Re: CVS commit: src/sys/netinet

2017-12-25 Thread Tom Ivar Helbekkmo
Ryota Ozaki  writes:

> One possible fix has been committed.
>
> Can you update the source code and try a new kernel?

Will do.

Meanwhile, before I got around to building a kernel with debug options
enabled, I had another hang.  Got it into DDB successfully, but then I
managed, while looking for a way to switch between CPUs (the man page is
wrong in this respect), to get DDB to look at something it shouldn't
have, so it just said "fatal pag", and that was that.

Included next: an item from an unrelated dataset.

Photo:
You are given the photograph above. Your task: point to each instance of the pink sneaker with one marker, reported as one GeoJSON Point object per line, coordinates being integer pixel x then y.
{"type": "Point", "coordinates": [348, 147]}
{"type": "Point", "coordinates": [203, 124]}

I did get a backtrace of CPU 0, though, and it looked interesting:

pool_catchup()
pool_get()
pool_cache_get_slow()
pool_cache_get_paddr()
m_get()
m_gethdr()
wm_add_rxbuf()
wm_rxeof()
wm_intr_legacy()
intr_biglock_wrapper()
Xintr_ioapic_level2()
--- interrupt ---
Xspllower()
uvm_km_kmem_alloc()
pool_page_alloc()
pool_grow()
pool_catchup()
pool_get()
pool_cache_get_slow()
pool_cache_get_paddr()
m_get()
m_gethdr()
tcp_output()
tcp_send_wrapper()
sosend()
soo_write()
dofilewrite()
sys_write()
syscall()
--- syscall (number 4) ---

-tih
-- 
Most people who graduate with CS degrees don't understand the significance
of Lisp.  Lisp is the most important idea in computer science.  --Alan Kay


Re: CVS commit: src/sys/netinet6

2017-12-25 Thread Paul Goyette

On Tue, 26 Dec 2017, Ryota Ozaki wrote:


Well, since the lock _might_ be released (and subsequently reacquired)
by callout_halt(), it might be easiest to modify all the callers to
just unlock it before calling nd6_dad_stoptimer(), and reacquire the
mutex after it returns (as well as re-establishing any values that
might have changed while the mutex was released).

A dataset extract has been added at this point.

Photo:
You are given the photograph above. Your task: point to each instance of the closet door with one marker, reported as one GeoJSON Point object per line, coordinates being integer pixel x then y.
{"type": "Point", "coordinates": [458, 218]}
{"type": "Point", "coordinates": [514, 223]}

The callers needs to be prepared for the release/reacquire situation
anyway, so the change should not be significant.  As noted in the
callout_halt(9) man page

   ...to avoid race conditions the caller should always assume that
   [the] interlock has been released and reacquired, and act
   accordingly.


Alternatively, you could modify all the callers to always acquire the
mutex before calling nd6_dad_stoptimer().


I mean such changes are tough and mess up many codes which we don't hope.

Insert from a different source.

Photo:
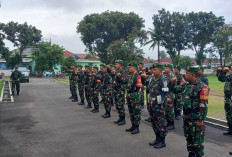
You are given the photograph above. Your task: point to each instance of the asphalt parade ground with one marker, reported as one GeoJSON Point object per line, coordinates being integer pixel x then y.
{"type": "Point", "coordinates": [43, 122]}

Yes, the changes are not trivial.  But the first option above should 
already have been done when you changed from callout_stop() to _halt().



But making a run-time decision with mutex_owned() is not a good idea.


If it must be respected we can back to callout_stop because it's unsafe
but NetBSD 7 uses it without any issues; using callout_stop in
nd6_dad_stoptimer might be safe somehow (if not NET_MPSAFE).


IMHO, we definitely do not want to use mutex_owned() in this way.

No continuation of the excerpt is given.